Questa lettera è per gli amici che si chiedono ancora perché io sia partita. È per loro che pensano ancora che io viva in Africa in una capanna tra le bestie feroci. È per loro che mi chiedono come faccia a mantenermi e se non abbia buttato via la mia laurea. È per loro che pensano che possa rientrare in Italia con strane malattie contagiose. È anche per loro perché io me ne sono andata lontano, in un luogo sconosciuto tra gente diversa ed ho messo la mia scelta tra me e loro. È anche per loro perché so che non è sempre facile capire e condividere questa decisione.
Questa lettera è per tutte le persone che ho lasciato perché ognuna sappia che ci sono, che sono sempre con voi, che la distanza non ci ha separati. Questa lettera è per le persone che ho lasciato, ma allo stesso tempo porto sempre con me. Questa lettera è per le persone che non sono state capaci di dirmi addio o che me lo hanno detto con un barattolo della nutella vuoto.
Questa lettera è anche per me. Per ricordarmi ogni giorno di quanto io sia fortunata ad avere 2 case, 2 famiglie e mille amici. Questa lettera è per me che non ho saputo e non saprò mai dirvi addio.
Questa lettera è per noi perché ora che non ci possiamo più dire che ci vogliamo bene con un regalo di Natale ve lo dico con il cuore:
Ciao Laura ! Ho letto la tua lettera …sicuramente scritta con il cuore ! Ti capisco … io sono stata ad un passo da fare una scelta come la tua , ma non ho avuto il coraggio di lasciare le mie figlie …anche se razionalmente non le avrei mai abbandonate , ma la distanza o forse, meglio dire , i sensi di colpa mi hanno bloccata. Forse, chissà , da figlia l’avrei fatto , da mamma no! Sei stata e sei coraggiosa ! Hai seguito il tuo istinto , i tuoi desideri . Grande ammirazione per i tuoi , la tua famiglia . Non credere sia facile vedere una figlia che parte , per un futuro non scritto ., per un orizzonte lontano ….grande ammirazione !

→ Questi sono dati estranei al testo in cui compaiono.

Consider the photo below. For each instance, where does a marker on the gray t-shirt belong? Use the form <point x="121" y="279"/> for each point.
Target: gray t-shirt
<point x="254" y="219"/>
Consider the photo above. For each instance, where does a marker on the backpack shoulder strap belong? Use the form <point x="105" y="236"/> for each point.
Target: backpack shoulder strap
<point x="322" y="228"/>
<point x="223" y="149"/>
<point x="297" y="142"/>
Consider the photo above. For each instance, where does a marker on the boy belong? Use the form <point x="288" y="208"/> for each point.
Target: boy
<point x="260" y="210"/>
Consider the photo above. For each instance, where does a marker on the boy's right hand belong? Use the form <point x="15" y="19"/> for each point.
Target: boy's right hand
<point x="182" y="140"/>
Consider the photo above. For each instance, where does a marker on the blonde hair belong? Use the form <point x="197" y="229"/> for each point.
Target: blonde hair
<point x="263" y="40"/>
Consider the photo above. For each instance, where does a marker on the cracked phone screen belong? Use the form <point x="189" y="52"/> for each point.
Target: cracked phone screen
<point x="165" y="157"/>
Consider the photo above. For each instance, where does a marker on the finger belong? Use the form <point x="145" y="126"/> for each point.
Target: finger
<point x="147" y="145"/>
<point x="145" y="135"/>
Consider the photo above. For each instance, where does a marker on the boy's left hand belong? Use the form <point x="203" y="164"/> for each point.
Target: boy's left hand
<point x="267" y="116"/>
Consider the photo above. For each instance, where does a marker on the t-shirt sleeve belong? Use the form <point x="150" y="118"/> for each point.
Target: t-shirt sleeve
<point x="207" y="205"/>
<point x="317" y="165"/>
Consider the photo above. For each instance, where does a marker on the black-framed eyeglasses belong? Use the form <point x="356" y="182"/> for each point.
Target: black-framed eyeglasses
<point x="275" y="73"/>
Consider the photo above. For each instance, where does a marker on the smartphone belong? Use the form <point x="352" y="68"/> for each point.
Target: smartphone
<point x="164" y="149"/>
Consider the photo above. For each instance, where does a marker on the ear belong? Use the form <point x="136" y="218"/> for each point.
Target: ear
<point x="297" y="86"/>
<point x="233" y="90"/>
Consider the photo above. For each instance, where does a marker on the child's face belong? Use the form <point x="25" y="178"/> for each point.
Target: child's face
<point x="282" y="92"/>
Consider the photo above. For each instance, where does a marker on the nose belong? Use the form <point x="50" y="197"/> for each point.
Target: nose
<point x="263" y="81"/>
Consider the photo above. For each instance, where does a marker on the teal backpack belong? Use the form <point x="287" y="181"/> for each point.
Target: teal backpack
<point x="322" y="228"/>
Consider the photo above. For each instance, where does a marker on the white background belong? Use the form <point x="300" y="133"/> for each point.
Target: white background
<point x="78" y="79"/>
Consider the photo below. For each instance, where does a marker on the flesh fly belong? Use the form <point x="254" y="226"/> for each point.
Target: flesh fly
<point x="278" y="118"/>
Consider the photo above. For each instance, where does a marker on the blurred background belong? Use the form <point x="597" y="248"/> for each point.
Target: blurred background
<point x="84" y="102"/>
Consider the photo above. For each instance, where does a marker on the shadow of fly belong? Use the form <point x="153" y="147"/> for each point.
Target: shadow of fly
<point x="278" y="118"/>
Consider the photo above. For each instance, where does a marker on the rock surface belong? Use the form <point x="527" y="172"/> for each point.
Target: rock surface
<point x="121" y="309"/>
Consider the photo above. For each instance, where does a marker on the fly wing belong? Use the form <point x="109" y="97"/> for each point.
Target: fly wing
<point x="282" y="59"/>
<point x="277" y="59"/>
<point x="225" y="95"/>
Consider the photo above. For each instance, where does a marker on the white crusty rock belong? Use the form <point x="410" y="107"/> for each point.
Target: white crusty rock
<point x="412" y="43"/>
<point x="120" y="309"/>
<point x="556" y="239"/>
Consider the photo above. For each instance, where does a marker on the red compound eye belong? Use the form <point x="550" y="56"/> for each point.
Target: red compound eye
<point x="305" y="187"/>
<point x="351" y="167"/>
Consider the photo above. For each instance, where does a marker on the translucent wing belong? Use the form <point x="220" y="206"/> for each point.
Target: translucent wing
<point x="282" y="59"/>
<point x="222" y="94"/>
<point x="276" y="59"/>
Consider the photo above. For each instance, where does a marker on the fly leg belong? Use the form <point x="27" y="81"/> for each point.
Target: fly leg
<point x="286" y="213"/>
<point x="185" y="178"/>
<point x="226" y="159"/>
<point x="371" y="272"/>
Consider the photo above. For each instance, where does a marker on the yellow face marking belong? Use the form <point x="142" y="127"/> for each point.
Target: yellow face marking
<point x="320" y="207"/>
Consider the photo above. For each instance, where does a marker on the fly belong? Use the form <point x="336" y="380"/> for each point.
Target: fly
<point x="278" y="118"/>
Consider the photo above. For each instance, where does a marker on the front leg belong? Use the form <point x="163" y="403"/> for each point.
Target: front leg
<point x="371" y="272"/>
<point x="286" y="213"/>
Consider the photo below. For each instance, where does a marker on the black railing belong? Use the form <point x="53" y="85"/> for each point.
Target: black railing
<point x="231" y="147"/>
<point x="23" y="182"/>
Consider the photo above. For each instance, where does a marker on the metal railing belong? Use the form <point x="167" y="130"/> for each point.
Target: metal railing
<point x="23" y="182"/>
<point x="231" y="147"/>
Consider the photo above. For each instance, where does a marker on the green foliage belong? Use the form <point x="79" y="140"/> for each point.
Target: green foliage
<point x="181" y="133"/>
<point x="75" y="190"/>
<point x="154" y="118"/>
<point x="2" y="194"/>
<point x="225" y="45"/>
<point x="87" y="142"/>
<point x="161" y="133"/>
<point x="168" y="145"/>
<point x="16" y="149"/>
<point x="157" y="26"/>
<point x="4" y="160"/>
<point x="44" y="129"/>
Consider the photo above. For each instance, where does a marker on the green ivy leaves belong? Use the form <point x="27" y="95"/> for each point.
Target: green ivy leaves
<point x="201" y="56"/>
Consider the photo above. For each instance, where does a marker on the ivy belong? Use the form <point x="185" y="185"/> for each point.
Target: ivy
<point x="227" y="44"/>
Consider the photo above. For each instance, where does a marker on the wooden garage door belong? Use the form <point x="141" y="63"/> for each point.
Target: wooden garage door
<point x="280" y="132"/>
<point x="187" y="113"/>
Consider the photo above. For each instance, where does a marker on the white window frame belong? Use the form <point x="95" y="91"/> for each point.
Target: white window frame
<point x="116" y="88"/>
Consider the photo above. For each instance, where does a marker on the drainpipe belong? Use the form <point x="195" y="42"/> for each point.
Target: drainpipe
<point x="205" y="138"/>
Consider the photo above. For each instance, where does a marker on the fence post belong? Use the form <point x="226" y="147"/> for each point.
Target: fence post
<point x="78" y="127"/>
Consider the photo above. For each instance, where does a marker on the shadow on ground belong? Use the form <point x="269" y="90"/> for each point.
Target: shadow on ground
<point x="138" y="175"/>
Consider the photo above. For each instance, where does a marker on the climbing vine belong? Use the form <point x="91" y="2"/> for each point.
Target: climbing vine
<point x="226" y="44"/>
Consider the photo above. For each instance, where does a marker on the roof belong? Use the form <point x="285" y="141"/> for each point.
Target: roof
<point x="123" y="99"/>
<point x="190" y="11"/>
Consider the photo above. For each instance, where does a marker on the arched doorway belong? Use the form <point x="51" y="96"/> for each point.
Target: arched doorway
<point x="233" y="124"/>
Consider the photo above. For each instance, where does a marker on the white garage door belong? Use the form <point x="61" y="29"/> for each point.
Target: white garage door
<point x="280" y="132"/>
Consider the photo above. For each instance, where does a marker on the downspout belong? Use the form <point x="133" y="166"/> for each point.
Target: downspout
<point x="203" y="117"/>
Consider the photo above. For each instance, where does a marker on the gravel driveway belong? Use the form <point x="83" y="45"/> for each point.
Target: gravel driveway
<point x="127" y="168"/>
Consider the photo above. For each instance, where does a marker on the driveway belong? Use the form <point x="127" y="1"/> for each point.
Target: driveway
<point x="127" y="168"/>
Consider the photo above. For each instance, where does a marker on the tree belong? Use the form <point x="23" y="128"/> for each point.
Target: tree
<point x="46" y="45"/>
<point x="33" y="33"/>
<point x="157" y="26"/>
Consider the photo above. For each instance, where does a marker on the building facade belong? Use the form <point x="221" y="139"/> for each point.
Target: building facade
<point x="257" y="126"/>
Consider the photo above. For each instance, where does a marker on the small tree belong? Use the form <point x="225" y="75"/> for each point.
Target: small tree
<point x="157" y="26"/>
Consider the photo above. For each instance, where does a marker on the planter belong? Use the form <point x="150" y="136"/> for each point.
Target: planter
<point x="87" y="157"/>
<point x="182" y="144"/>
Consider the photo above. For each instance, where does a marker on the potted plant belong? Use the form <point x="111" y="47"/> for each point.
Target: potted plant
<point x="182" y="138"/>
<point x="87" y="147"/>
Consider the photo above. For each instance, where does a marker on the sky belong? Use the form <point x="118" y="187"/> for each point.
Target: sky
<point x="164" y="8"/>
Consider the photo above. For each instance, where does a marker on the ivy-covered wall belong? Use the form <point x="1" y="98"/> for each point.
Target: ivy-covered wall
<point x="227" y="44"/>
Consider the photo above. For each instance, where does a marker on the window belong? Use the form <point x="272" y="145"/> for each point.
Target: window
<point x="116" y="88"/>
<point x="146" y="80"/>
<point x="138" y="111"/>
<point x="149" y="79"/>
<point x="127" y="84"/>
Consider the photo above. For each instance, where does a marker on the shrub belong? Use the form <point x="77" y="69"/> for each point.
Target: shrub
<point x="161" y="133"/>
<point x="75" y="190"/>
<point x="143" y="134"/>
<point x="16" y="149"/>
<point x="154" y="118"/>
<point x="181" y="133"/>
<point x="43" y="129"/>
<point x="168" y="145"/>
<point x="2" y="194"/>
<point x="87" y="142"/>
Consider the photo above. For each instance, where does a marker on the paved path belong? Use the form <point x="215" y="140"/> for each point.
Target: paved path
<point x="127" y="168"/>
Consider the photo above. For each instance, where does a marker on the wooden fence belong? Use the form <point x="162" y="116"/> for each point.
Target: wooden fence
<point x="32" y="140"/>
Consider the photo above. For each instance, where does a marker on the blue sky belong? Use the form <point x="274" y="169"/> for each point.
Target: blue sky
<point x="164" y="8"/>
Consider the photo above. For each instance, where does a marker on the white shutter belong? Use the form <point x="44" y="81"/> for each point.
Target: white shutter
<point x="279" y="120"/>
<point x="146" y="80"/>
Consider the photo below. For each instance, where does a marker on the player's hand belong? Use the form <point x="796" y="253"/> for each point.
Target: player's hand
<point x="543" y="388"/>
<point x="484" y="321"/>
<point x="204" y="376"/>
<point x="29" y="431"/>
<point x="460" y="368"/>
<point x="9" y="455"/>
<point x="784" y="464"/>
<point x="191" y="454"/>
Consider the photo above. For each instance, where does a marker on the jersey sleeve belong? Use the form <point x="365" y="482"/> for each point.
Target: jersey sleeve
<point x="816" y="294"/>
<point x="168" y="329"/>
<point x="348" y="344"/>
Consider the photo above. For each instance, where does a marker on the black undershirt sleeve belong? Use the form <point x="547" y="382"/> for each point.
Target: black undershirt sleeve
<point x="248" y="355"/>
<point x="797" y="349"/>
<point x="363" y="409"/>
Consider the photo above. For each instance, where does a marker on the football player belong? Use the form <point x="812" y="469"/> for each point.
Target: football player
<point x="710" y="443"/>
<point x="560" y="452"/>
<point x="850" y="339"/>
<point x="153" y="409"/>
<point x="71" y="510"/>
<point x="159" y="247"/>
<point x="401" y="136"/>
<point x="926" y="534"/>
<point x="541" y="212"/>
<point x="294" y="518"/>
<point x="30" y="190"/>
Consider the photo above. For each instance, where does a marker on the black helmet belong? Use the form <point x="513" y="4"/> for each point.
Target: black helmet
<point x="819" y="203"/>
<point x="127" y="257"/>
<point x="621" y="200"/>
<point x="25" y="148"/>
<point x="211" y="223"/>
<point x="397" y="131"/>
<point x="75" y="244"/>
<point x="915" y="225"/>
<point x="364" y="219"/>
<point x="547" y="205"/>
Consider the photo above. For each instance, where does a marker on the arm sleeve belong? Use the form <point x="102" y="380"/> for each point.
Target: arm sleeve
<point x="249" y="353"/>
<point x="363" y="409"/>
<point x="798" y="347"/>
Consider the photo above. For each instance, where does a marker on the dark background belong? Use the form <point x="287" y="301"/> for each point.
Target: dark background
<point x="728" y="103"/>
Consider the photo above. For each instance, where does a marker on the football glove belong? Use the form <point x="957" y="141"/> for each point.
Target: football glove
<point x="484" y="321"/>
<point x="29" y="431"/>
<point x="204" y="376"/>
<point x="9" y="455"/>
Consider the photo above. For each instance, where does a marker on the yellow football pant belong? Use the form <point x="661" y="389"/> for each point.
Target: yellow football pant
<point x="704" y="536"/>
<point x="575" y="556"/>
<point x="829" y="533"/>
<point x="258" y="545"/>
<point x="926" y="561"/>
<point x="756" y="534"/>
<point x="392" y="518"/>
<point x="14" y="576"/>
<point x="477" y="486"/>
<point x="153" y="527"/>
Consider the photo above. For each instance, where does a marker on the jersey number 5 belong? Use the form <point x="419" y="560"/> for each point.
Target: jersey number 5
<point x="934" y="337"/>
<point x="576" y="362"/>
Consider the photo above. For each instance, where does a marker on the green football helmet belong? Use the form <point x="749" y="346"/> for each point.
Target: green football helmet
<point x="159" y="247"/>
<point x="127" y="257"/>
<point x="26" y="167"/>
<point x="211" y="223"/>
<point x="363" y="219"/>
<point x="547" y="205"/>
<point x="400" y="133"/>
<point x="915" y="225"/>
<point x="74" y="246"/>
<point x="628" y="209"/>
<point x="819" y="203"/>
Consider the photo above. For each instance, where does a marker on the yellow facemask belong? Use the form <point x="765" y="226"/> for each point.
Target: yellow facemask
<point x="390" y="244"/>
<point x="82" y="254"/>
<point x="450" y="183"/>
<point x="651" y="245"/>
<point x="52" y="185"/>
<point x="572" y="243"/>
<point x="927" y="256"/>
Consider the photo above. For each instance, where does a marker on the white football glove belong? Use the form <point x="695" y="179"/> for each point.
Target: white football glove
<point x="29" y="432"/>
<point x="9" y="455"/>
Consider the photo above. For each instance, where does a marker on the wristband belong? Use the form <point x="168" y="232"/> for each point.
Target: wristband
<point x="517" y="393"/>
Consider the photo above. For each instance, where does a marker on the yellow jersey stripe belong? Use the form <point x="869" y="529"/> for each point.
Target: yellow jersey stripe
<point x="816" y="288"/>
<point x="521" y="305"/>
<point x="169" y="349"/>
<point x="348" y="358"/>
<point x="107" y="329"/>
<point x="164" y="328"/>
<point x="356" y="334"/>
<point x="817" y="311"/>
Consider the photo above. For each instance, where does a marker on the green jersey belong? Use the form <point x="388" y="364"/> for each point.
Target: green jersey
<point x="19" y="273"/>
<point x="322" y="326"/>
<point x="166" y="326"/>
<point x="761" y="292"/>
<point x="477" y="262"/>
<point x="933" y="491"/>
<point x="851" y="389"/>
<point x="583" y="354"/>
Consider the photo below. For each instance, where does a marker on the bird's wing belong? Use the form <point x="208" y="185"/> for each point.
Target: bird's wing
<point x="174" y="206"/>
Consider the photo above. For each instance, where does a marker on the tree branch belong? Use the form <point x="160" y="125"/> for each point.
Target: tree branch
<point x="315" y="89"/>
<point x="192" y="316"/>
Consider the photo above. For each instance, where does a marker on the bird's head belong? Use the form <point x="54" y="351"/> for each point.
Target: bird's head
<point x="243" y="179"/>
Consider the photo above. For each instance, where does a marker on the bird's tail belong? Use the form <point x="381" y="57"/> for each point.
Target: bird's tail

Ti lascio un saluto , a te, a quella terra che ho conosciuto , anzi , vissuto e che mi manca , alla tua famiglia keniota e a quella italiana . Un abbraccio grande ! Buona vita Laura Makena!
Ciao Pateizia.
Grazie per le bellissime parole.
Come hai ben detto le nostre scelte personali possono riflettersi sulle persone vicine a noi e non sempre è facile fare una scelta come quella che ho preso io. Per questo ringrazio i miei genitori, mio fratello e tutti quanti per aver accettato il fatto che il Kenya mi chiamasse. Un abbraccio anche a te!